I teach undergraduates as well as graduate students, and I teach lecture classes and seminars

  • The course Introduction to International Relations (Intro.IR) is designed to give you a broad overview of international relations. We will cover the primary theoretical models of international relations, primarily in the security and economic fields. By the end of the course, you should have a strong understanding of international relations and how they are studied, and you should be prepared to take upper-division courses in this field. Furthermore, this course is writing-intensive. The writing component should help you improve your writing skills and prepare for research papers in your upper-division classes—the target Audiences are BA students.

  • The course Foreign Policy Decision-Making (FPDM) seeks to prepare students to specialize in the international arena. During this course, we will learn to analyze foreign policy decision-making to influence future outcomes. The goal is to move beyond the passive attitude of achieving possible results to an active action that would substantially improve the vital national interests in the international arena—the target audiences are BA, MA, and doctoral students.

  • The course Schools of Thought in International Relations (STIR) seeks to present to graduate students in International Relations the leading theoretical perspectives in the IR field. The course will discuss eight fundamental approaches in international relations or schools. Moreover, the course seeks to identify and map the connections between these approaches, critiques of reciprocity, and launch areas of similarity and differences between them and their applied fields. The course's main objective is to introduce to the students the central academic, intellectual, and political debates taking place in recent decades about the theory of international relations. Other purposes of the course are developing students’ critical ability, promoting their expression and writing ability, and preparing them to write excellent research academic papers in the field. Prerequisite: the course Introduction to International Relations—the target Audiences are MA and Doctoral students.

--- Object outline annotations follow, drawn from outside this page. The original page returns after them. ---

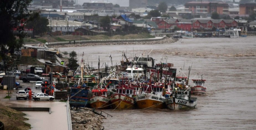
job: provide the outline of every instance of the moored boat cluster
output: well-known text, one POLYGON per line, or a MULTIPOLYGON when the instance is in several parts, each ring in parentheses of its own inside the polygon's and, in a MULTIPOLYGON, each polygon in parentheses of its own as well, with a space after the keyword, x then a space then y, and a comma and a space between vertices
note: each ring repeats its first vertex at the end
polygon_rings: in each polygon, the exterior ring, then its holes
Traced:
POLYGON ((182 69, 176 73, 172 64, 154 62, 152 58, 140 56, 131 62, 122 59, 121 65, 110 67, 108 75, 101 79, 102 73, 95 76, 82 62, 70 81, 71 105, 114 110, 194 108, 197 98, 191 95, 206 94, 206 80, 198 75, 198 79, 192 80, 194 85, 189 85, 191 67, 187 77, 182 69))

  • The course Introduction to the Complexity of International Relations (ICIR) seeks to introduce international relations graduate students to the complexity of international relations. The challenges faced nowadays, and those to be faced in the future, require us to adopt new ways of thinking about the complexity of the political world, and the interrelationships between its components. The insights we gain from studying complex systems will help us expand our thinking in directions that will allow us to better cope with the future. Complexity arises when many variables depend on other variables independently and unexpectedly. During the course, we will understand the complexity and develop the tools to deal with and influence how it behaves—the target audiences are advanced BA, MA, and Doctorate students.